Among members of the National Guard, the figure is much higher — 49 percent — with numbers expected to grow because of repeated deployments." but even that report wasn't new because the Army released this study in 2006.
No matter what was happening to the troops and veterans, this was overlooked,"Despite the Army's repeated emphasis on expanding psychological services to soldiers, the ratio of mental health providers to soldiers in Iraq dropped to
one provider for every 734 troops in 2007 — down from one for every 387 in 2004."
In
2009, Army Vice Chief Of Staff Gen. Peter W. Chiarelli said, that 2008 statistics show 30 percent of suicide victims this year were deployed, 35 percent had recently redeployed and 35 percent had no deployment experience at all."
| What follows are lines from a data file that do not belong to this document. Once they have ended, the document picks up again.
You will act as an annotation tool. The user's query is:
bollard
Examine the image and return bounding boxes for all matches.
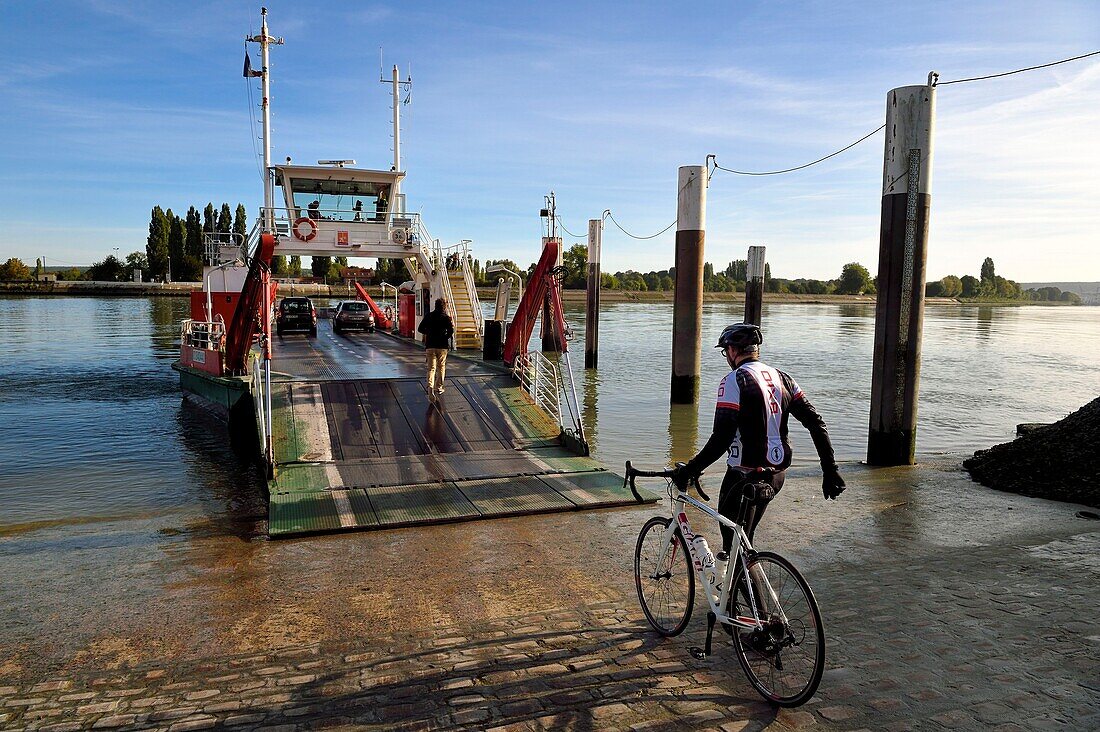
[745,247,765,325]
[867,81,936,466]
[584,219,604,369]
[670,165,706,404]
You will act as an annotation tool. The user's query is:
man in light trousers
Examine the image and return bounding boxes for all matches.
[417,297,454,402]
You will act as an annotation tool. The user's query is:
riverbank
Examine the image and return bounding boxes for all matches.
[0,457,1100,731]
[0,281,1071,307]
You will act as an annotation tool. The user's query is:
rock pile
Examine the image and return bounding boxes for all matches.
[963,398,1100,507]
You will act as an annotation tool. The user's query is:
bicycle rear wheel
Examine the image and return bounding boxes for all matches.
[634,516,695,636]
[730,551,825,707]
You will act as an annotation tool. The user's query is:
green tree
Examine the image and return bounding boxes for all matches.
[122,250,149,282]
[165,208,187,282]
[218,204,233,233]
[309,256,332,277]
[836,262,875,295]
[939,274,963,297]
[88,255,125,282]
[233,204,249,236]
[0,256,31,281]
[959,274,981,297]
[561,244,589,289]
[981,256,997,282]
[147,206,171,280]
[202,204,218,234]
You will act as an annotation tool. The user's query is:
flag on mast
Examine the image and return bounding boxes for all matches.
[244,48,264,78]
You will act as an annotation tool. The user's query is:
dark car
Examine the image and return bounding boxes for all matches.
[275,297,317,336]
[332,299,374,332]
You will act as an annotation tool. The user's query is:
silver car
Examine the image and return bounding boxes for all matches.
[332,299,374,334]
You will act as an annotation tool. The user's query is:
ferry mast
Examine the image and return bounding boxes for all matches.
[246,8,284,233]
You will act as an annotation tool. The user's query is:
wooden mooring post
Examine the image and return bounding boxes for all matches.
[670,165,706,404]
[867,75,936,466]
[584,219,604,369]
[745,247,765,325]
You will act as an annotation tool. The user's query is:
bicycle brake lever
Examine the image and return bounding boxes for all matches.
[692,478,711,503]
[623,460,642,503]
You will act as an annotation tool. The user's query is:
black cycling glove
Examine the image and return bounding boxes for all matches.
[672,462,701,491]
[822,466,845,501]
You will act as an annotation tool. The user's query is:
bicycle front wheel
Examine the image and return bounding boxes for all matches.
[634,516,695,635]
[730,551,825,707]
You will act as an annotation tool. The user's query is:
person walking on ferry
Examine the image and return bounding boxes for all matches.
[673,323,845,561]
[417,297,454,402]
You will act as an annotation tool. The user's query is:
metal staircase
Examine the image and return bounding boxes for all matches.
[441,242,485,350]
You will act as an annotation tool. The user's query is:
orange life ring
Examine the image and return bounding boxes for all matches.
[293,216,317,241]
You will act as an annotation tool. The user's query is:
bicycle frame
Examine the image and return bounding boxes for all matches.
[659,491,788,631]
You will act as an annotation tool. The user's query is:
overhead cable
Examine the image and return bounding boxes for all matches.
[707,123,887,175]
[554,216,587,239]
[606,209,677,239]
[932,51,1100,86]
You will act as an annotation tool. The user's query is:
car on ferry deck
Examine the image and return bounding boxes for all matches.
[275,297,317,336]
[332,299,374,334]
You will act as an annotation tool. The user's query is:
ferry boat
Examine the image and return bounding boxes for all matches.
[173,12,634,536]
[174,9,485,442]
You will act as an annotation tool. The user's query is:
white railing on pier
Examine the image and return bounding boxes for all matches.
[512,351,564,428]
[512,351,587,449]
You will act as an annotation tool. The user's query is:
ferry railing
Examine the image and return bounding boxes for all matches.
[257,206,431,259]
[202,232,249,266]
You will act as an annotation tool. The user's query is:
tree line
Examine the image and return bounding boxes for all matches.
[924,256,1081,305]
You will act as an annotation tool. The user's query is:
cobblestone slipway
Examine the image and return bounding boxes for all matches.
[0,460,1100,732]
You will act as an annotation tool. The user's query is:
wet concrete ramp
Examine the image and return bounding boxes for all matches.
[268,372,635,536]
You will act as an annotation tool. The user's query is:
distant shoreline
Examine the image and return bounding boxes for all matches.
[0,281,1070,307]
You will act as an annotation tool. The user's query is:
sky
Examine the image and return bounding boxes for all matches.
[0,0,1100,282]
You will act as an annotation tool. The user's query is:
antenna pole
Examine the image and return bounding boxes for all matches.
[260,8,275,232]
[249,8,283,232]
[391,64,402,186]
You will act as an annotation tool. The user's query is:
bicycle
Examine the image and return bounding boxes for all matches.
[624,461,825,707]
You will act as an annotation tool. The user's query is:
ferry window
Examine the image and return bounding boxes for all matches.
[290,178,389,221]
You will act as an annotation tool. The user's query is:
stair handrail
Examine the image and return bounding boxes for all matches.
[252,354,273,466]
[462,249,485,338]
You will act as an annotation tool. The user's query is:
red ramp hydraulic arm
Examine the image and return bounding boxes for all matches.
[226,233,275,374]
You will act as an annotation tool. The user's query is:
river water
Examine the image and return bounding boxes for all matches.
[0,297,1100,534]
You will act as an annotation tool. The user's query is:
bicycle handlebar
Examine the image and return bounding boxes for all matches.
[623,460,711,503]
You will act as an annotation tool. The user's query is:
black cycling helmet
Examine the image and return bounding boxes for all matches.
[715,323,763,348]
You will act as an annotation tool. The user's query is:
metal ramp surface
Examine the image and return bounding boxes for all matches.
[268,332,635,537]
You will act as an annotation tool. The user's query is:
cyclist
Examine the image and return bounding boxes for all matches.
[673,323,844,563]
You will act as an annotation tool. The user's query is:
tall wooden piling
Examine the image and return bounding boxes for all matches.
[584,219,604,369]
[670,165,706,404]
[867,82,936,466]
[745,247,765,325]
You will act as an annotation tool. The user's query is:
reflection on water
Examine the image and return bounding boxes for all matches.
[0,297,1100,534]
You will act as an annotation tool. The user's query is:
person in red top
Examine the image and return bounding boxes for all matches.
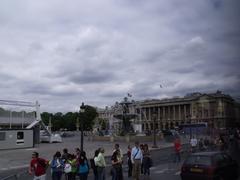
[28,152,48,180]
[174,138,182,163]
[127,145,132,177]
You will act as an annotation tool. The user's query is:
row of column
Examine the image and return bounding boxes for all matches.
[141,104,191,122]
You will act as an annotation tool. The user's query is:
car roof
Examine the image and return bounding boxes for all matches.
[191,151,222,156]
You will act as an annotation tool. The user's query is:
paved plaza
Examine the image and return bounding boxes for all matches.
[0,135,172,174]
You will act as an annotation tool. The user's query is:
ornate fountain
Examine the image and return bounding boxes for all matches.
[114,97,138,135]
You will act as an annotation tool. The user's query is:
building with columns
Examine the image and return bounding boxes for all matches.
[135,91,240,131]
[97,91,240,132]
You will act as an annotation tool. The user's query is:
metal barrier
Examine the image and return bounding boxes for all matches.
[1,170,30,180]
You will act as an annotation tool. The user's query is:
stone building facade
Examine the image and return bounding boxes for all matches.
[99,91,240,132]
[135,91,240,131]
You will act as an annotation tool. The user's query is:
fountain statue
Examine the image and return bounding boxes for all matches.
[114,97,138,135]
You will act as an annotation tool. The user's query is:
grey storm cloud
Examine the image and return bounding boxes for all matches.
[68,69,115,84]
[0,0,240,112]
So what happened when the DOD suddenly changed their tune saying deployments had little to do with suicides? Why didn't they actually remind folks that while the number of suicides had gone down from 2012 to 2013, so did the number of enlisted? Other than the reduction in enlisted personnel, there were also
bad conduct discharges.
The number of enlisted soldiers forced out for drugs, alcohol, crimes and other misconduct shot up from about 5,600 in 2007, as the Iraq war peaked, to more than 11,000 last year.
"The number of Marines who left after court-martial has dropped from more than 1,300 in 2007 to about 250 last year."
"The number of officers separated from service since 2000 due to a court-martial ranged from a low of 20 in 2001 to a high of 68 in 2007. For enlisted airmen, the number ranged from a high of nearly 4,500 in 2002 to a low of almost 2,900 in 2013
The Navy went through a similar process. When the decision was made to cut the size of the 370,000-strong naval force in 2004, the number of sailors who left due to misconduct and other behavior issues grew. In 2006, more than 8,400 sailors left due to conduct issues.
The last
Suicide Event Report released by the DOD was in 2012 for 2011. After that we do not know how many attempted suicide or had multiple attempts. We do not know what happened this year other than the few releases the DOD allows to be made public.
Pentagon data provided to Military Times show 296 suicides among active-duty troops and reserve or National Guard members on active duty in 2013, down 15.7 percent from the 2012 total of 351.
Coming off a record-setting year in 2012, the Navy had the biggest drop, nearly 22 percent, from 59 to 46 sailor deaths. The Army also saw a large decline, down nearly 19 percent from 185 suicides in 2012 to 150 last year.
The Air Force and Marine Corps both had near-record years in 2012; in 2013 they also experienced declines, with 55 airmen dying by suicide in 2013, down from 59 in 2012, and 45 Marines committing suicide in 2013, down from 48 the year before.
So why are so many still committing suicide? Reporters forgot what history has already taught. Just because the truth is out there, if they don't look, they won't find it.